Until now, the research conducted on the mountain pine beetle, which has affected nearly 15 million hectares of lodgepole pine forest in British Columbia and is threatening to spread across Canada, has largely focused on the tree and the beetle, but not so much on a pathogenic fungus that works in symbiosis with the beetle. The fungus rides with the beetle to new host trees and then makes the nutrients in the tree more accessible to the beetle. Together, they kill the tree. “Is it really so different from a human disease system?” asks Bohlmann. “No, it’s not.”
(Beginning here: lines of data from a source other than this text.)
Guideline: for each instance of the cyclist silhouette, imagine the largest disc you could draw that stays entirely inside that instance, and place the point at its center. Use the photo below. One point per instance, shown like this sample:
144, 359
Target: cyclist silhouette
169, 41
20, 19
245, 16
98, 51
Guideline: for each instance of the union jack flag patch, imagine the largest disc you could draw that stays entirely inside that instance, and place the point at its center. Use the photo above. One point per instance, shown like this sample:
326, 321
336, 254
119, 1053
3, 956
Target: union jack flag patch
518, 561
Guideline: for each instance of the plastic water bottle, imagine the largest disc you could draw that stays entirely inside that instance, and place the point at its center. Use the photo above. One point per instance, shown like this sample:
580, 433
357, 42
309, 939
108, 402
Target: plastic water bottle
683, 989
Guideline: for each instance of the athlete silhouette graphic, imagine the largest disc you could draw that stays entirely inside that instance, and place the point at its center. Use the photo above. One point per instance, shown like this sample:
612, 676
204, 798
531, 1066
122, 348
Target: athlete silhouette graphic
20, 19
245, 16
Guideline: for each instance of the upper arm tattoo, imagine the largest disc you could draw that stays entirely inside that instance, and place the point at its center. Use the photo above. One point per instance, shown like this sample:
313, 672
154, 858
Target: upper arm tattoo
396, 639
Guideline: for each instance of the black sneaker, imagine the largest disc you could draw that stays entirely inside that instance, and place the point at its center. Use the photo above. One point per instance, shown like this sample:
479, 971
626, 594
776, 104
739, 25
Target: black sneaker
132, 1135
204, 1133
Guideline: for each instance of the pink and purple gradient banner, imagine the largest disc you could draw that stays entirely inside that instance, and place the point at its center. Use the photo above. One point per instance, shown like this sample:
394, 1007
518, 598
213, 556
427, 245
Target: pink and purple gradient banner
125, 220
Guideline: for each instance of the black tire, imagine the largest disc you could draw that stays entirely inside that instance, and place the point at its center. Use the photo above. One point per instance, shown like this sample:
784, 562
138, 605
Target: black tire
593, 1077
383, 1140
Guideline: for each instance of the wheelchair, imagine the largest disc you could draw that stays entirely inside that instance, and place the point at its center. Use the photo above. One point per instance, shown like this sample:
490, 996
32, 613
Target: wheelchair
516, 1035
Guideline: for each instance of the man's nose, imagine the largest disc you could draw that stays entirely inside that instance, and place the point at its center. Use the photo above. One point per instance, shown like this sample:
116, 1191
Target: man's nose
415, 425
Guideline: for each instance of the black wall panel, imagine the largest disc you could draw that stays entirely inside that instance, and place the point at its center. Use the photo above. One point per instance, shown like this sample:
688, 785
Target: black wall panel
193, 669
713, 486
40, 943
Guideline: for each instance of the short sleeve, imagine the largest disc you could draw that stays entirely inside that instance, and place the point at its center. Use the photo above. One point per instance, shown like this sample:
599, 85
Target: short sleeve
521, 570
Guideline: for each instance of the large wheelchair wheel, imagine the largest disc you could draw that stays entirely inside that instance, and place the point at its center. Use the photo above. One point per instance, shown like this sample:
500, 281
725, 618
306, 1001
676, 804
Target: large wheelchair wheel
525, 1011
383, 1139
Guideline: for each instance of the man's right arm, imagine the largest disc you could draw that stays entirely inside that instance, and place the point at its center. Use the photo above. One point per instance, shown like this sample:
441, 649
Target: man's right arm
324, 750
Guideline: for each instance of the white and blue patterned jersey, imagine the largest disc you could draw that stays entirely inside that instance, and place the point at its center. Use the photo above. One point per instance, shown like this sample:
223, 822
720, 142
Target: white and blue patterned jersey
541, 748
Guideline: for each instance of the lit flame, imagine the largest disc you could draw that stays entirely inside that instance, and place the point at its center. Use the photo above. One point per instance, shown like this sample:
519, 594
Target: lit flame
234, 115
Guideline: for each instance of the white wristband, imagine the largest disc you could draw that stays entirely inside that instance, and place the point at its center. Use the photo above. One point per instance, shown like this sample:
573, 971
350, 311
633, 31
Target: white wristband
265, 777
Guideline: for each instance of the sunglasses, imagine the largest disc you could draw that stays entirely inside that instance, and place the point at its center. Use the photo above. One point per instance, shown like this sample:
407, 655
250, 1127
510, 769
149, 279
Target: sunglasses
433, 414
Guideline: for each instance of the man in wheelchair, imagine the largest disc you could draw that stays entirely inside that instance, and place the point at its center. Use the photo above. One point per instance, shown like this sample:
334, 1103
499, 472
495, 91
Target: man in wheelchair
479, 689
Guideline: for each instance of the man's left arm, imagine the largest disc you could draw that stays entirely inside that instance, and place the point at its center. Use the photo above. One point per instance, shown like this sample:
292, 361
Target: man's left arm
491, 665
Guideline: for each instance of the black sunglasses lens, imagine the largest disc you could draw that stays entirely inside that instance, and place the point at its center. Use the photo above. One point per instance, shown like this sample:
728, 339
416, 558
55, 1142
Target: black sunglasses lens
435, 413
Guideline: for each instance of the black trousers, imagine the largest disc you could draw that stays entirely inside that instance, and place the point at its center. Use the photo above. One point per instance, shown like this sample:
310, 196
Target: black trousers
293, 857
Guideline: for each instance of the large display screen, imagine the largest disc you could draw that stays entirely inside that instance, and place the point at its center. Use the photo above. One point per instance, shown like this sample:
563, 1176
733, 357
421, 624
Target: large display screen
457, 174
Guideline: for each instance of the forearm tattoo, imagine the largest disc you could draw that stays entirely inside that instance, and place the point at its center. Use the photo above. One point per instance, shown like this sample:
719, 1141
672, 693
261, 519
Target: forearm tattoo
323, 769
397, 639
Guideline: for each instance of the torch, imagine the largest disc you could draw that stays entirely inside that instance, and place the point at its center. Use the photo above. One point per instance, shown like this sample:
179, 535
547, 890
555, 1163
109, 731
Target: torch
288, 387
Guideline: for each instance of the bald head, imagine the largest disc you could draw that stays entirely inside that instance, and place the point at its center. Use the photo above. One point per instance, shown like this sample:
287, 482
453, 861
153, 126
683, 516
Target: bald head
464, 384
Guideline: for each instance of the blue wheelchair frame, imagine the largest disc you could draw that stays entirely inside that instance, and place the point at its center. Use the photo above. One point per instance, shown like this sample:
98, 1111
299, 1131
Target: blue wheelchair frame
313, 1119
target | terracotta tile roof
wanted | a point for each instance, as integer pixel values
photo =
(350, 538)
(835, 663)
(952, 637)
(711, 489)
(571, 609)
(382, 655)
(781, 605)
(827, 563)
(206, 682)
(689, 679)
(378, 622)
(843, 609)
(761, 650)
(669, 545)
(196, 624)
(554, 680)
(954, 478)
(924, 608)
In medical science, researchers investigate the biology and genomes of infectious diseases to find the right treatment. The same, says Bohlmann, goes for forest research. To apply the same rigorous approach to the pine beetle infestation, Bohlmann co-founded The Tria Project, which brings together a diverse group of scientists from several universities in British Columbia and Alberta and from the federal and provincial forest services, with support from Genome British Columbia, Genome Alberta and Genome Canada. “This is one of the first times a large-scale effort is being made to approach a forest disease system with the same molecular and genomics tools the biomedical world has used for at least 20 years,” he says.
The broad scope and national interest in The Tria Project hint at the potential magnitude of the mountain pine beetle infestation. The beetle has crossed the geographic barrier of the Rockies, and the pan-Canadian boreal forest lies in its path. “The floodgates are open,” says Bohlmann. “There is no barrier. We can’t predict with any level of certainty what will happen until we have more knowledge of the disease system in a new environment.”
Part of the research in Bohlmann’s and his colleagues’ labs focuses on understanding the chemical signals given off by the pine trees, the beetles and the fungus. For the beetles to mass attack a tree and for the fungus to hitch a ride, these organisms must communicate with one another. If one can interrupt those communication signals, it may be possible to weaken the beetle-fungus one-two punch.
Other researchers are using the genomic information Bohlmann and his colleagues are collecting to identify resistant seedlings and to understand how the beetle spreads and how trees fight the pathogens. Because some lodgepole pines are genetically more resistant to beetle attacks, researchers like forest geneticist Alvin Yanchuk of the BC Forest Service may be able to use this genetic information to select these traits to grow resistant pine seedlings. “The Tria Project is giving us a much better background into the genetics of the trees,” he says. “This is not new. Applied genomics is now being used with animals and crop plants. It’s just new to managed forests.” Half of the trees now planted by forest companies in British Columbia come from the BC Forest Service’s selectively grown seedlings.
It will likely be another century before B.C. forests will face a similar mountain pine beetle epidemic, but the rest of Canada is learning all it can from The Tria Project. For Yanchuk, the research from Bohlmann and his colleagues is far-reaching, “Tria,” he says, “is a good model for how we will look at forest pests in the future.”